I am taking a self-passed and self-taught Armorers course and now I am on the S&W M&P Pistols. I hope to become a part-time light Gunsmith in the near future.

There are over 60 quiz questions covering this firearm and I have answered most of them hopefully correctly but during my study and research I am having some problems related to some of the following quiz questions. I have conflicting answers.

*Can you help me determine the correct answers for these few quiz questions?
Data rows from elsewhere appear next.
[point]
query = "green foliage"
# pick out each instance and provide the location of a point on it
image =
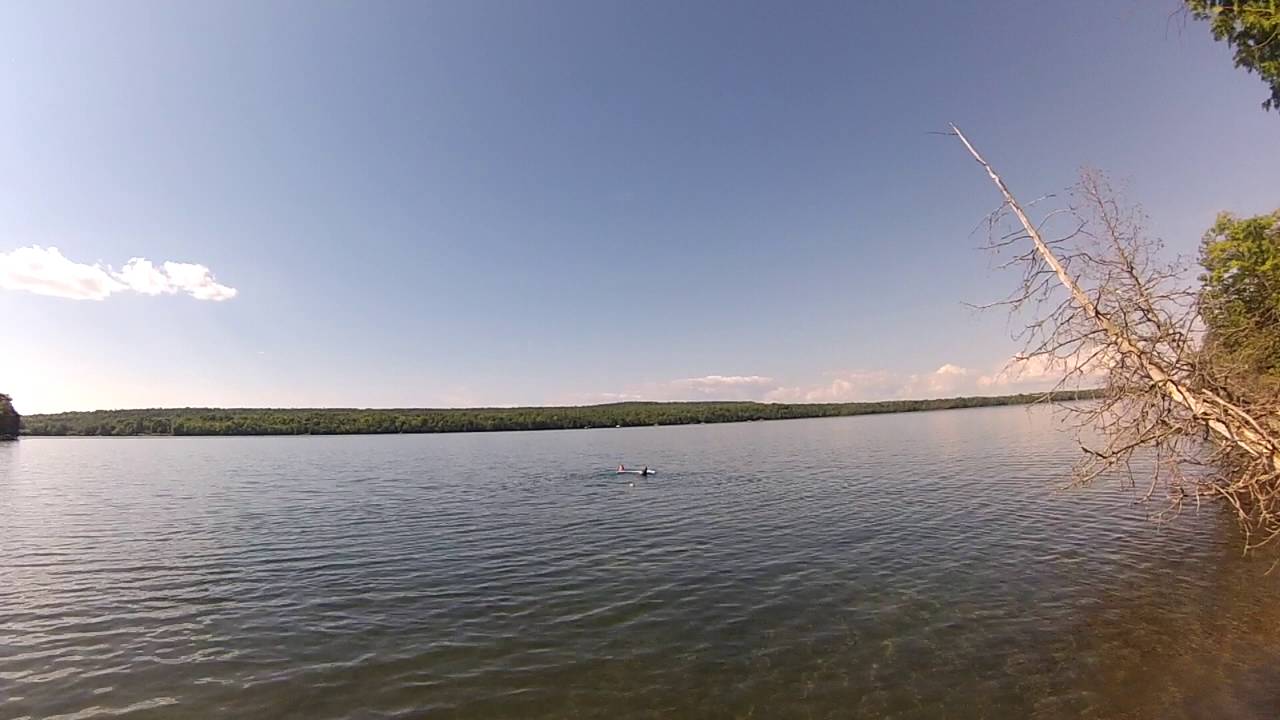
(1252, 27)
(1242, 292)
(292, 422)
(9, 419)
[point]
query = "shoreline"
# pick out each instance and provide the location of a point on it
(250, 422)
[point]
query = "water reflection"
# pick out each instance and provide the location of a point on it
(897, 566)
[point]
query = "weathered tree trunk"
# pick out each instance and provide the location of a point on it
(1161, 381)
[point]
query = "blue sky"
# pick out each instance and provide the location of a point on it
(440, 204)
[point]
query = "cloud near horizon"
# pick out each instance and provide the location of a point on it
(1018, 374)
(45, 270)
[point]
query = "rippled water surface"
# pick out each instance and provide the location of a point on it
(918, 565)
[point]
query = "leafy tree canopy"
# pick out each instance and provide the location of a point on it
(1242, 291)
(1252, 27)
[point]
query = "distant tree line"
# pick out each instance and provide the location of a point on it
(296, 422)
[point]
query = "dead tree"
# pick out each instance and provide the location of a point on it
(1102, 306)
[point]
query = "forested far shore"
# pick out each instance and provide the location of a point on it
(300, 422)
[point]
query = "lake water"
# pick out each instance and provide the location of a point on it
(920, 565)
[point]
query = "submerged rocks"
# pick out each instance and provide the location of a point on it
(9, 418)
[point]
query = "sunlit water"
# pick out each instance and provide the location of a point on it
(918, 565)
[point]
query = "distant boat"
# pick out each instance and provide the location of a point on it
(645, 470)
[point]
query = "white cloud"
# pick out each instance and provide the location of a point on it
(721, 384)
(45, 270)
(48, 272)
(1041, 372)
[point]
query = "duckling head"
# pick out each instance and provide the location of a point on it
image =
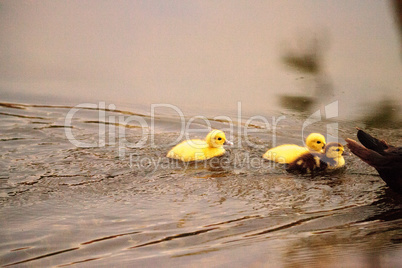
(316, 142)
(216, 139)
(334, 150)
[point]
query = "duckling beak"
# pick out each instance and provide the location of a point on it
(228, 143)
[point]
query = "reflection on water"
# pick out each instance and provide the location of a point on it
(383, 114)
(63, 205)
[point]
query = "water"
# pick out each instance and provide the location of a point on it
(116, 205)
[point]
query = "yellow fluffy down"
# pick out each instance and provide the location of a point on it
(197, 150)
(285, 154)
(194, 150)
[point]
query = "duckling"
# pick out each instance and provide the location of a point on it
(288, 153)
(385, 158)
(197, 150)
(312, 162)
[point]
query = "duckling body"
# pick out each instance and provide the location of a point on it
(385, 158)
(312, 162)
(288, 153)
(198, 150)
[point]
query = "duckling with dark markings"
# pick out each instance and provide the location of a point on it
(385, 158)
(311, 162)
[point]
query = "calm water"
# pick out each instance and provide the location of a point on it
(119, 205)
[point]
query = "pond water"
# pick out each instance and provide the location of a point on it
(94, 94)
(120, 204)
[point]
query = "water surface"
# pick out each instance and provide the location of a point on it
(63, 205)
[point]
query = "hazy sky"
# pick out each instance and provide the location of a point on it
(206, 54)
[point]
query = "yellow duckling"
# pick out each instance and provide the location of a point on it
(288, 153)
(196, 150)
(332, 158)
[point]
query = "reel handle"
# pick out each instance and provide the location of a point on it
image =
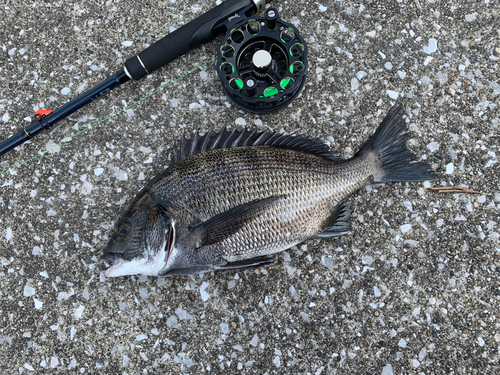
(198, 31)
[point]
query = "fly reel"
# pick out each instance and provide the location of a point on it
(262, 63)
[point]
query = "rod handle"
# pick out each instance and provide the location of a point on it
(198, 31)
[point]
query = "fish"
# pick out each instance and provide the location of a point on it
(231, 199)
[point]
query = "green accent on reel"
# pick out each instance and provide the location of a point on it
(270, 92)
(287, 83)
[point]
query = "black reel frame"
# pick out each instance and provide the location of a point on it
(262, 63)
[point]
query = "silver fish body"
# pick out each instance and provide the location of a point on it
(233, 198)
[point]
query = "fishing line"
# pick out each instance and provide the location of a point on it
(67, 139)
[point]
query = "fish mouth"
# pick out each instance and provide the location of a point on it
(115, 258)
(111, 257)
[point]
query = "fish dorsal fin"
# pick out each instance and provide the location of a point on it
(234, 138)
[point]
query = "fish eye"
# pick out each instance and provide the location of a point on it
(123, 229)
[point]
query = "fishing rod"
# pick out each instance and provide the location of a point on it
(199, 31)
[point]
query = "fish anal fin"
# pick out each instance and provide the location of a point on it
(338, 222)
(247, 263)
(225, 224)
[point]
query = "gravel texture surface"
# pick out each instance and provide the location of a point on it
(413, 289)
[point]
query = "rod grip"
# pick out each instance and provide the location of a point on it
(198, 31)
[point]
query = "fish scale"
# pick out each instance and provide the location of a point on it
(221, 207)
(312, 187)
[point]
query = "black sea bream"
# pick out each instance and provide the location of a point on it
(230, 199)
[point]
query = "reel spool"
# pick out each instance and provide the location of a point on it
(262, 63)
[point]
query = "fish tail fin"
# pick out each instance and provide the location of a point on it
(391, 158)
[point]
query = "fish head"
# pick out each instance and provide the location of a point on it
(140, 244)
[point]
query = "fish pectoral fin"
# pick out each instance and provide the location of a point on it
(339, 221)
(246, 263)
(225, 224)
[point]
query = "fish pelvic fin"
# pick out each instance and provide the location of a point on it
(246, 263)
(387, 150)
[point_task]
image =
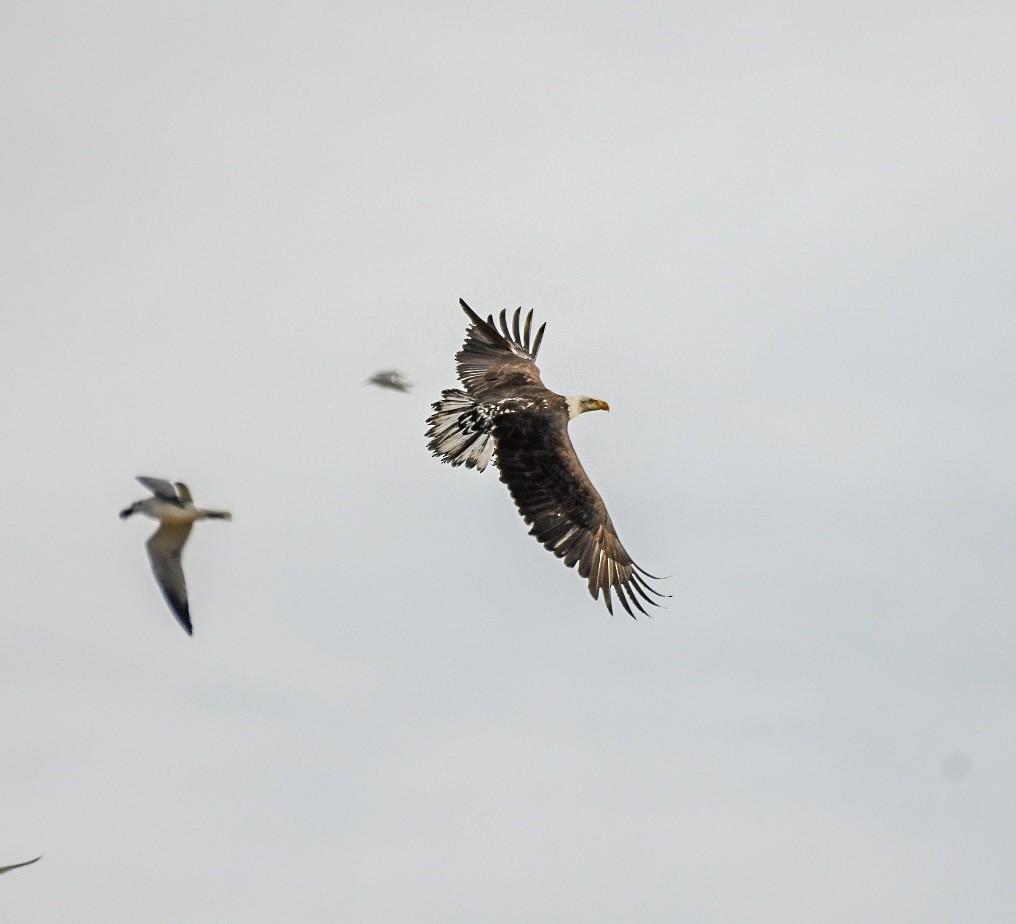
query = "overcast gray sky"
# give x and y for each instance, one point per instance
(778, 238)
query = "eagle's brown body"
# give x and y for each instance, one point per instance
(507, 414)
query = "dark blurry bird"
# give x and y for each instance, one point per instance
(390, 378)
(4, 869)
(507, 414)
(173, 507)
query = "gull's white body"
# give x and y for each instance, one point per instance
(176, 511)
(390, 378)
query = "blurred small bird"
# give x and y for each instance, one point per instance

Please correct my wrong answers!*

Thanks for your help.

Note #10. Like other striker fired guns, the M&P's trigger must be pulled before taking the slide off of the frame. - True or False

Note #11. The trigger safety engages what gun part and prevents it from moving, thus preventing the gun from being fired unless the finger is pulling the trigger? 
a)	The hammer 
b)	The striker 
c)	The firing pin blocking safety 
d)	The trigger bow (bar)

Note #12. The trigger return spring pulls the trigger bar 
a)	outward and down
b)	inward and down 
c)	up and outward 
d)	up and inward

Note #13. What disconnects the trigger bar from the sear? 
a)	The firing pin safety 
b)	The trigger 
c)	The shoulder of the extractor 
d)	The lower portion of the rear sight 
e)	The cam on the inside of the slide

Note #14. What part moves the slide stop up when the magazine is empty? 
a)	The ejector- 
b)	The follower 
c)	The slide tongue 
d)	The slide cam

Note #15. The manual thumb safety blocks what gun part? 
a)	The sear 
b)	The trigger 
c)	The trigger bar (or bow) 
d)	The striker

Note #16. How many different parts make up the magazine? 
a)	1 
b)	3 
c)	5 
d)	7

Note #17. In order to take the slide off of the frame, the slide must be pulled rearward and 
the takedown lever must be pulled 
a)	up 
b)	down 
c)	out

Note #18. The recoil spring coil binds. - True or false


----------